New research from Elevate indicates that young people are still far more cautious about their out-of-home behaviour than their elders, writes the events firm’s Global COO, Carina Filek.
Across the world, we've seen regions are opening up, as vaccination efforts kick in and people feel safer going out and about. In the UK, the vast majority of restrictions have been lifted and it is finally possible to hold and attend mass-scale events or experiences. This is especially exciting for those of us in the events industry because it means that brands can finally run events in a near-normal manner here, albeit with additional health and safety measures.
Although this might be exciting for brands looking to reconnect with their customers in a face-to-face setting, we have to consider the fact that many people are still very cautious about going out. Today, therefore, the main consideration for any event organiser is to ensure consumers both enjoy and feel safe while attending brand experiences. It's this crucial element that needs to be executed by those on the front line: the event staff.
At Elevate, we conducted research via Censuswide, with over 4,000 consumers across the UK, USA, France and Germany, to understand their expectations for and attitudes to events and risk.
We found that respondents from the UK were generally keen to get back to normal life when it came to attending events.

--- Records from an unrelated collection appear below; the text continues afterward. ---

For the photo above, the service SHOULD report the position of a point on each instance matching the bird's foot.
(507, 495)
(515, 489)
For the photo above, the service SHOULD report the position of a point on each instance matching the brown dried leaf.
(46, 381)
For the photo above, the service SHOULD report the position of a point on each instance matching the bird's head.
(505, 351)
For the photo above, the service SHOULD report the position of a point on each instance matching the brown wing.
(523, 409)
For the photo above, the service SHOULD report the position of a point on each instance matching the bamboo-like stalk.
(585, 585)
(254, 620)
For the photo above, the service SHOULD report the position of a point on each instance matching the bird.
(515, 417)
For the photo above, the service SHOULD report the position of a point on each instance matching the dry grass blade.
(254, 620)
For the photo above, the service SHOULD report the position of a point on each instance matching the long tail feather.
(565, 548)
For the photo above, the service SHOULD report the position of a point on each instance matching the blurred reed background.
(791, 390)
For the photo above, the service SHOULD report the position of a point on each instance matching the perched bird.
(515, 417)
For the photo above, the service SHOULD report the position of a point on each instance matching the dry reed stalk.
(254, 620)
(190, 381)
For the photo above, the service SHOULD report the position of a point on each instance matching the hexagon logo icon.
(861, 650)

More than a third of Brits stated that the size of an outdoor event would have no effect on their attendance. However, in a surprise result, Gen Z have emerged as more nervous across the board around events – with just 29% of this younger generation comfortable with any sized outdoor event.
For indoor events, there was a near-even split between those with no worries about the size and those worried about even the smallest-scale events. Millennials were the most enthusiastic about attending indoor events with 37% happy to go to any size event. Once again Gen Z were more cautious than expected, showing the most reluctance of all age groups. In fact, whilst 37% of millennials will go to any size indoor event, 79% of Gen Z reported some degree of restraint depending on an event’s scale.

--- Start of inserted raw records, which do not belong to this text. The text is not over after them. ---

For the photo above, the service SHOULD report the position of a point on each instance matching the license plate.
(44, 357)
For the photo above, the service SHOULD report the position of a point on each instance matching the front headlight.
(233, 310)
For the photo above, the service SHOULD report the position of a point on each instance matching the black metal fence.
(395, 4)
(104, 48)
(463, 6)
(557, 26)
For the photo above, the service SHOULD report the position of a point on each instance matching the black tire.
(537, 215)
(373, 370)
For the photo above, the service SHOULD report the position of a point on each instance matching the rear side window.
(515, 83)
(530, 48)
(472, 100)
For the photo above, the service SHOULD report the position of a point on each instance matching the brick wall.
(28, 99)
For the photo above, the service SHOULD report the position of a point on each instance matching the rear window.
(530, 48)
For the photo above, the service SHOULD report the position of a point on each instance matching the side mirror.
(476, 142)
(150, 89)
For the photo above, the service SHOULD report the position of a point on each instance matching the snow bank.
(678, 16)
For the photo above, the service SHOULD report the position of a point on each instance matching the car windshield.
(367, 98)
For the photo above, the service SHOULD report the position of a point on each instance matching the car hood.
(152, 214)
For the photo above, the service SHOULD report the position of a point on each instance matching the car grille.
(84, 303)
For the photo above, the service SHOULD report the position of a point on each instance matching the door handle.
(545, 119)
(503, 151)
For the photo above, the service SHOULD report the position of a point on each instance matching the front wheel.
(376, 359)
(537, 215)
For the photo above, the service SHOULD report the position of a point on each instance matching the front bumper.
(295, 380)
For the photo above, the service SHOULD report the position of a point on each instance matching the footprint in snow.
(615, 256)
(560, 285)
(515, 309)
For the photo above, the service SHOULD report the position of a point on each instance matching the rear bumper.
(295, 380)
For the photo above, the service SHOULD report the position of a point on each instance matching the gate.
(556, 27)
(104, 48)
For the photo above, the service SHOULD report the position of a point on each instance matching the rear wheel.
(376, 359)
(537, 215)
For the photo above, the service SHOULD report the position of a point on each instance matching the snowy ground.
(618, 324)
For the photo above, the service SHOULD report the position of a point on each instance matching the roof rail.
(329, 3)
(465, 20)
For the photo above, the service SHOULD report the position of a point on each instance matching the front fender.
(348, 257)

This unexpected insight gives brands an opportunity to re-evaluate how to attract Gen Z back to in-person events, as it is clear that this demographic needs reassurance when it comes to health and safety at events. In fact, 30% of Gen Z expressed concern over the vaccination status of staff and attendees at events, tying with the oldest age group in their worry.

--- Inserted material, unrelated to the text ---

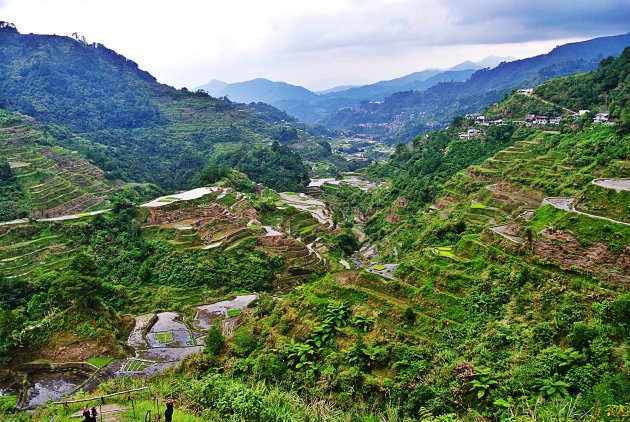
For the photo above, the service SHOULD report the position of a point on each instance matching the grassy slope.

Indications of how to allay the fears of Gen Z can be found in the research. The cohort will consider paying for extra safety measures at events, with 79% of 16- to 24-year-olds happy to pay more compared to just 47% of over 55s. For these younger age groups, separate seating (48%) was the most popular additional expense. In contrast, over half (53%) of over 55s would not pay more for enhanced safety measures.
All age groups seem to be most worried about close face-to-face interactions at events – with Gen Z at 39%, millennials at 52%, and over 45s at 62%. Meanwhile, over 55s seem to be more worried about queueing at events than any generation.
The role of staff at events was also a key highlight of the research. Thirty-six percent of Gen Z and over 35s believe that it is important for staff to have in-depth knowledge of the event space, while 55% of over 55s believe that it is the staff’s responsibility to check attendees for COVID compliance measures. Forty-nine percent of over 55s also believe that it is the role of the staff to ensure social distancing is being followed, in comparison to 39% of Gen Z.
Executing the very best event or experience requires understanding what your audience wants from it. The appetite to ‘get out there’ is clearly present but there are also concerns. When creating events targeted at Gen Z for example, it might be intuitive to assume they would be more relaxed about COVID security measures. However, our research shows this conscientious generation extends their concern to COVID risks.
Brands should consider the opportunity to upsell, given the huge appetite even among Gen Z to pay for enhanced safety measures. It’s also clear that Gen Z, and every generation, have big expectations around the role of staff at an event. Not only do they want service with a smile, but they also want to feel they are in safe, capable hands when there on the day. And most importantly brands must not forget that although box-ticking is important, it’s the emotional and human core that people want from an experience: if they can make it worthwhile, consumers will flock in droves.